I agree with suncoolsu that it is difficult to tell exactly what you were looking for. And in general it's not recommended to do standard repeated measures ANOVAs anymore since there are generally better alternatives.
Nevertheless, perhaps you want to generate a simple stratified ANOVA. By stratified I mean that your effects are measured within another grouping variable, in your case the subject and thus a within subjects design. If your data frame is df and your response variable is y then you might have a within subjects predictor x1 and that crossed with a within subjects predictor x2, and perhaps a between subjects predictor z. To get the full model with all interactions you would use.
myModel <- aov( y ~ x1 * x2 * z + Error(id/(x1*x2)), data = df)
You'll note that within the Error term we are grouping x1, x2, and their interaction under id. Note that z is not in there because it is not a within subjects variable.
Keep in mind further that this data is laid out in long format and you probably need to aggregate it first to run this correctly since a repeated measures design often suggests more samples / subject than conditions in order to get good estimates of each subject's response value. Therefore, df above might be replaced with the following dfa.
dfa <- aggregate ( y ~ x1 + x2 + z + id, data = df, mean)
(BTW, suncoolsu gave a much more modern answer based on multi-level modelling. It's suggested you learn about that if you continue to do repeated measures designs because it is much more powerful, flexible, and allows one to ignore certain kinds of within subjects assumptions (notably sphericity). What I've described is how to do repeated measure ANOVA. You also might want to look at the car, or higher level ez packages in order to do it as well.)

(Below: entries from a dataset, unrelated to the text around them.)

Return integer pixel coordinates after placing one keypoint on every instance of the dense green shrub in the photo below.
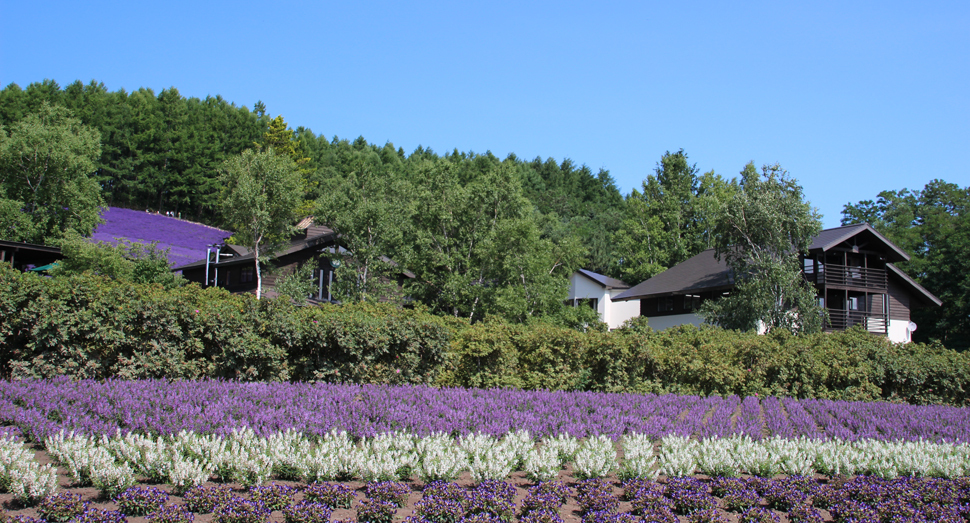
(87, 326)
(851, 365)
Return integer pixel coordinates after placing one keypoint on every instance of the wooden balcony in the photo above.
(840, 276)
(840, 320)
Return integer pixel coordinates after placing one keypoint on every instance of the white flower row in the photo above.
(187, 459)
(21, 475)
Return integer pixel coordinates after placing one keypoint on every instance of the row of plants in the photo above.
(917, 493)
(40, 409)
(189, 460)
(90, 327)
(753, 500)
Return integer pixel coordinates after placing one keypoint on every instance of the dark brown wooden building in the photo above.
(852, 268)
(25, 256)
(233, 267)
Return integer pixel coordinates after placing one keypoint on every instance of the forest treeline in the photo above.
(485, 236)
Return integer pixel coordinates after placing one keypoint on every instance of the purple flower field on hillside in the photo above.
(186, 241)
(42, 408)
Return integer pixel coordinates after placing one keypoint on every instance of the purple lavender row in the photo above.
(186, 241)
(42, 408)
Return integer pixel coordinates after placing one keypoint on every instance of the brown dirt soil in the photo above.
(569, 512)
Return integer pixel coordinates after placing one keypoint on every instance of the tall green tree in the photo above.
(46, 168)
(932, 224)
(672, 218)
(478, 247)
(261, 198)
(761, 232)
(369, 209)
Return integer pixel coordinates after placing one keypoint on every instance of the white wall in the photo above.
(613, 314)
(665, 322)
(620, 311)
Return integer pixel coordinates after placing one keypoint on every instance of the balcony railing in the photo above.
(840, 320)
(841, 275)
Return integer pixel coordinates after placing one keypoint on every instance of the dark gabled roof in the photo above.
(6, 244)
(243, 255)
(919, 292)
(830, 238)
(703, 272)
(604, 281)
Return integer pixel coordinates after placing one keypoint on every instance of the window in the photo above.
(592, 303)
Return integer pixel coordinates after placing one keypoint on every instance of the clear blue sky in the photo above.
(851, 97)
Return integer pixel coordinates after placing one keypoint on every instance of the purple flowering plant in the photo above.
(140, 501)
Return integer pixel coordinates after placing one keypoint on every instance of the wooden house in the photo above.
(27, 256)
(233, 267)
(852, 268)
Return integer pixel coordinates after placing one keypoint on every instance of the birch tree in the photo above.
(262, 194)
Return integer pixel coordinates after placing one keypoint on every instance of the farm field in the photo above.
(186, 241)
(474, 455)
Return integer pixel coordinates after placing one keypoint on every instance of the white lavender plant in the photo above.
(595, 458)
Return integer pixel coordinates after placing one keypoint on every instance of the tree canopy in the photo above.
(760, 233)
(261, 199)
(46, 186)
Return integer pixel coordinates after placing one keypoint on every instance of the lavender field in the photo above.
(40, 409)
(186, 241)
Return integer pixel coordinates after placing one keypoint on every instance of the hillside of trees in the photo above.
(485, 236)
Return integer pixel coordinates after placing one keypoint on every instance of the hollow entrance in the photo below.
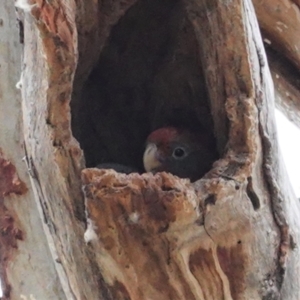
(149, 75)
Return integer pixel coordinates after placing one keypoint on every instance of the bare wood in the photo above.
(231, 235)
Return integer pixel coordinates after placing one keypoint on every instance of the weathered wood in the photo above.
(231, 235)
(27, 267)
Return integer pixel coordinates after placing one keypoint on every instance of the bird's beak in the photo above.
(151, 161)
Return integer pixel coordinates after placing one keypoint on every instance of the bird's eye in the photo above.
(178, 152)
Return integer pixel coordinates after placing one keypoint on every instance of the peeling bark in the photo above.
(230, 235)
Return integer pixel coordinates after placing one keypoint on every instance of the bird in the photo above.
(180, 152)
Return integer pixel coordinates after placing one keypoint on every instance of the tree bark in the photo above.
(75, 233)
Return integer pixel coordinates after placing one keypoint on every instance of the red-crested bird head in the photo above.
(180, 152)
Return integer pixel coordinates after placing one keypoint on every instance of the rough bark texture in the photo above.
(122, 68)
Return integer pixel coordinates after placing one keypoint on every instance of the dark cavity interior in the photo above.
(149, 75)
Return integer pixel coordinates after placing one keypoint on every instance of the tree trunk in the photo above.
(96, 79)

As for your Bonferroni query... it should probably have been a separate question. Nevertheless, that's a bit of a hard one to answer with repeated measures. You could try ?pairwise.t.test. If you give the interactions of all your within variables as the group factor and set paired to true and the correction to bonf you're set. However, straight corrections like that probably are far too conservative. You state at the outset you're only going to use it if there is a significant effect, you probably also have a theoretical reason for making some comparisons, therefore it's not strictly the fishing expedition that Bonferroni (over) corrects for. So, something like...
with( df, pairwise.t.test(y, x1:x2, paired = TRUE, p.adj = 'bonf') )
will do what you want but that's probably not really what you want.